‘Separation of powers’ not stipulated in Basic Law

DM Monitoring

HONG KONG: Chief Executive of the Hong Kong Special Administrative Region (HKSAR) Carrie Lam said on Tuesday that according to the Basic Law, the HKSAR is not bestowed the separation of powers.
The executive, legislative and judicial powers enjoyed by the HKSAR are not shared with, but are instead authorized by the central authorities, Lam told a press briefing ahead of an Executive Council meeting, adding that the chief executive is at the core of the executive-led framework.
The HKSAR Basic Law stipulates that the HKSAR is an inalienable part of the People’s Republic of China and a local administrative region enjoying a high degree of autonomy, which is directly under the jurisdiction of the central government, Lam said.

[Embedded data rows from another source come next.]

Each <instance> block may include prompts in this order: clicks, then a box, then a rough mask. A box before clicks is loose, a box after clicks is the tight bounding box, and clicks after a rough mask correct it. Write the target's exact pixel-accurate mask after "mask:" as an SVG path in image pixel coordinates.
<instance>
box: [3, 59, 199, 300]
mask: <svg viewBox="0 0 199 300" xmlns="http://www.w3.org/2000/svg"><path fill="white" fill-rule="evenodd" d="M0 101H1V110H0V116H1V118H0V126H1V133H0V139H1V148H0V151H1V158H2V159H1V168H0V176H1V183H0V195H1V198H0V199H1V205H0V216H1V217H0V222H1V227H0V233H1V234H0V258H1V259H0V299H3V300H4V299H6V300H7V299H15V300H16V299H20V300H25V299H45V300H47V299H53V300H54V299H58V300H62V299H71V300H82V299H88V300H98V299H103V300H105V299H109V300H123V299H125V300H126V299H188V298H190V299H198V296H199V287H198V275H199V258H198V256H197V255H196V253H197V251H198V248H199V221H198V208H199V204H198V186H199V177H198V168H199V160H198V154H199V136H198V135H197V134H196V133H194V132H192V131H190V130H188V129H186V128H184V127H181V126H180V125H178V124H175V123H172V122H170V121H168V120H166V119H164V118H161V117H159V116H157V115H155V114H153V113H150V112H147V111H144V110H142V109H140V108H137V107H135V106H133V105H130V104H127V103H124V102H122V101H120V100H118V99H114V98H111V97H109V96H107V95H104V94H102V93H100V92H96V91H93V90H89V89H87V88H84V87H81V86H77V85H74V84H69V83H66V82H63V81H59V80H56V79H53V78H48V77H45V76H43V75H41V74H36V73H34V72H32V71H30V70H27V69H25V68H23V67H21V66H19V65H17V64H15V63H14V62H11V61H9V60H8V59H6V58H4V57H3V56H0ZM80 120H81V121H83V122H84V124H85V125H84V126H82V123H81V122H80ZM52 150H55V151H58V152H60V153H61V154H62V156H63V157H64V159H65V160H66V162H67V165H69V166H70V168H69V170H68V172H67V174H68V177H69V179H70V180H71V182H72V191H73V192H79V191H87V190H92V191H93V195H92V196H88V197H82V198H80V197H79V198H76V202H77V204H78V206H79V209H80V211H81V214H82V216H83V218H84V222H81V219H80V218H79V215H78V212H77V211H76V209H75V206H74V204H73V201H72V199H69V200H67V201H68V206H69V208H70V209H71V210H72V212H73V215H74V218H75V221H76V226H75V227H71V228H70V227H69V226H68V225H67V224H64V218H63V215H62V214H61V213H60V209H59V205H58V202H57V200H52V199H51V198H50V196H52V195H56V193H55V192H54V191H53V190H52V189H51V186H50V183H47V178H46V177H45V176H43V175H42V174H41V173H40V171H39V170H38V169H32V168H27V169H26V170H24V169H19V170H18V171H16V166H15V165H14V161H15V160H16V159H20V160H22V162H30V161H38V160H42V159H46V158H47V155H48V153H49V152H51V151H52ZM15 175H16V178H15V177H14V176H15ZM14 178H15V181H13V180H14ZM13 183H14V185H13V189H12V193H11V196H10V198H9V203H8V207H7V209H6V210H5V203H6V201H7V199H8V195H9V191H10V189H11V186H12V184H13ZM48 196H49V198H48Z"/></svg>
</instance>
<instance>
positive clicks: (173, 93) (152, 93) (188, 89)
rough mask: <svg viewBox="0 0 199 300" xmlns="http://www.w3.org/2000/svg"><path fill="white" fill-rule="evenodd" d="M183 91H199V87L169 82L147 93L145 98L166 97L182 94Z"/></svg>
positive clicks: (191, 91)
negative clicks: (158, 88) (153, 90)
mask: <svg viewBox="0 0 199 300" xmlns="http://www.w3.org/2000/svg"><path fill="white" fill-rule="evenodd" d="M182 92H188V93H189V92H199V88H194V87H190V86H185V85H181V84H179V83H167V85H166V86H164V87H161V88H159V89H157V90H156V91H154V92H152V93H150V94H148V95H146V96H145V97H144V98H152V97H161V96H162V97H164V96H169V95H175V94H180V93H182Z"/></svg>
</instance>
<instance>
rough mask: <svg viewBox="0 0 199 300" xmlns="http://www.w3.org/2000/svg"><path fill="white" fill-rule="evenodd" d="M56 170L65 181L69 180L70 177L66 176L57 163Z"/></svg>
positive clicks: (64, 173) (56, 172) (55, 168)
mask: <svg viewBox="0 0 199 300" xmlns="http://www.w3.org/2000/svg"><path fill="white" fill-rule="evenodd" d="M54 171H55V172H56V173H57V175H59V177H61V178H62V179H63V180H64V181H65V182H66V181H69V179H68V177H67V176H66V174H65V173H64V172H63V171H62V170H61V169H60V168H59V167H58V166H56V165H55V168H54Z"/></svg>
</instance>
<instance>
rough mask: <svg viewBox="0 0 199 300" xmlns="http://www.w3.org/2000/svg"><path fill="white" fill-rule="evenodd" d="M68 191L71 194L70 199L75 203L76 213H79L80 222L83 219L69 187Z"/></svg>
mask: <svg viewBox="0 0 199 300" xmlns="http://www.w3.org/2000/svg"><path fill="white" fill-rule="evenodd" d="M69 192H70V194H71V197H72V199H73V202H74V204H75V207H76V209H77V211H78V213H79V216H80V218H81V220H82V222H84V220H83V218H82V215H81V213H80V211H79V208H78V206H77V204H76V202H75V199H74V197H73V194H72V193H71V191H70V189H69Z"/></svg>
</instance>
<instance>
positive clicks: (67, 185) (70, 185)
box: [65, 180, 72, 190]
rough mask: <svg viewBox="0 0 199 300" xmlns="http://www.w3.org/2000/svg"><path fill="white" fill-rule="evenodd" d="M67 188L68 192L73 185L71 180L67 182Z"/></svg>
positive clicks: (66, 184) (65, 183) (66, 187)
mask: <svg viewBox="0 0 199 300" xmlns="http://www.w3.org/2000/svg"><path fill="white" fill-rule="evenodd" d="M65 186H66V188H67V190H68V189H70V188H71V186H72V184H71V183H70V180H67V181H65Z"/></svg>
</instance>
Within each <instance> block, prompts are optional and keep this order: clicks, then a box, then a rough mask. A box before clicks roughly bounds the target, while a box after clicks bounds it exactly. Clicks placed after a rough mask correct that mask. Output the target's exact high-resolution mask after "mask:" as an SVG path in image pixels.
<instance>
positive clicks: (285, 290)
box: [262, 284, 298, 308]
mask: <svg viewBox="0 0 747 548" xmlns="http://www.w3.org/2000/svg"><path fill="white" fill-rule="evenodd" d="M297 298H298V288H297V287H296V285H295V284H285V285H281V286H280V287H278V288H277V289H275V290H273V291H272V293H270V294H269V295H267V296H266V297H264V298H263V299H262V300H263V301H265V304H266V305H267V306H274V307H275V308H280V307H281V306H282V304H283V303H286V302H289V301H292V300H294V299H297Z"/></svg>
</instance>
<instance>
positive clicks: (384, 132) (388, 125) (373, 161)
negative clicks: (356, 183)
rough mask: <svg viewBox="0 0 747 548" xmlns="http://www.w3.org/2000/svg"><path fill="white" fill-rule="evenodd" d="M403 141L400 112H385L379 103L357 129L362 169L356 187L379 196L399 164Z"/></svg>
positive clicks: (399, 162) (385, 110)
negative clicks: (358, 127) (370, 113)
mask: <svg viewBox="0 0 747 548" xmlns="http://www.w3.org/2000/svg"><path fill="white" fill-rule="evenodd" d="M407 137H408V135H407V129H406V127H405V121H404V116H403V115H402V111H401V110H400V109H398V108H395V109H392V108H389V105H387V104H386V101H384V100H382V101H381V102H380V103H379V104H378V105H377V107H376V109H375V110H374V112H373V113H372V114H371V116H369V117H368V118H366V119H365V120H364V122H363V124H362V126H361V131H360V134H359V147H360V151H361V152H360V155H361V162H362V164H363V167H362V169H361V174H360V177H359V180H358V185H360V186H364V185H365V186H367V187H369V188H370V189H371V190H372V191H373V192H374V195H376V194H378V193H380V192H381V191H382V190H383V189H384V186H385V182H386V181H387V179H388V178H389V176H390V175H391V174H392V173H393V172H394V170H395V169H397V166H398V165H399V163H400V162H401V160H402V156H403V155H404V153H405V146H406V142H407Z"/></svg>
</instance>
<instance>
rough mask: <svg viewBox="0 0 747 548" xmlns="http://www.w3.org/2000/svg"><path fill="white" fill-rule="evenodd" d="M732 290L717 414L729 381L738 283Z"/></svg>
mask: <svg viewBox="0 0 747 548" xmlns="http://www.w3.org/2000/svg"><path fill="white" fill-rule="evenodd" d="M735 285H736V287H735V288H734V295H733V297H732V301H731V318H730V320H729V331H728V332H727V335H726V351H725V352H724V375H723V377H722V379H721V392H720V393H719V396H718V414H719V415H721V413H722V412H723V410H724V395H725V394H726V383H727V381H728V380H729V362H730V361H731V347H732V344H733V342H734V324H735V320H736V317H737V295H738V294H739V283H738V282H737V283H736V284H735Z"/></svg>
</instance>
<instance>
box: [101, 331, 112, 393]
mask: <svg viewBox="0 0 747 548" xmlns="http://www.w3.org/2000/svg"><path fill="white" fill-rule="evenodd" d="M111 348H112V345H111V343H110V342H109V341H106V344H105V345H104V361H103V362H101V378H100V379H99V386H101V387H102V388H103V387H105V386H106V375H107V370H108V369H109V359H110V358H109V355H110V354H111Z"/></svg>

She pointed out that a high degree of autonomy is not a full autonomy. The executive, legislative and judicial powers enjoyed by the HKSAR are granted by the central government. The three organs perform their respective duties, exercise checks and balances, and cooperate with each other, and are ultimately accountable to the central authorities through the chief executive of the HKSAR.
According to the HKSAR Basic Law, the chief executive is accountable to both the central government and the HKSAR, Lam said.
She stressed that the executive-led framework is the core of the implementation of the system authorized by the central authorities in the HKSAR.
Lam said the original meaning of Hong Kong’s constitutional order is crucial to the effective and accurate implementation of “one country, two systems” and ensuring Hong Kong’s long-term prosperity and stability.
She emphasized that the Liberal Studies course in Hong Kong’s secondary education is very important. The content of the teaching materials should be accurate and should not be ambiguous about Hong Kong’s constitutional system.
Lam said that because of inadequate education and promotion, some people mislead and create contradictions either due to limited knowledge or deliberately. That is why there are misunderstandings and disputes about Hong Kong’s constitutional order.
From now on, the HKSAR government must have the courage to say the right thing and right the wrongs, she said.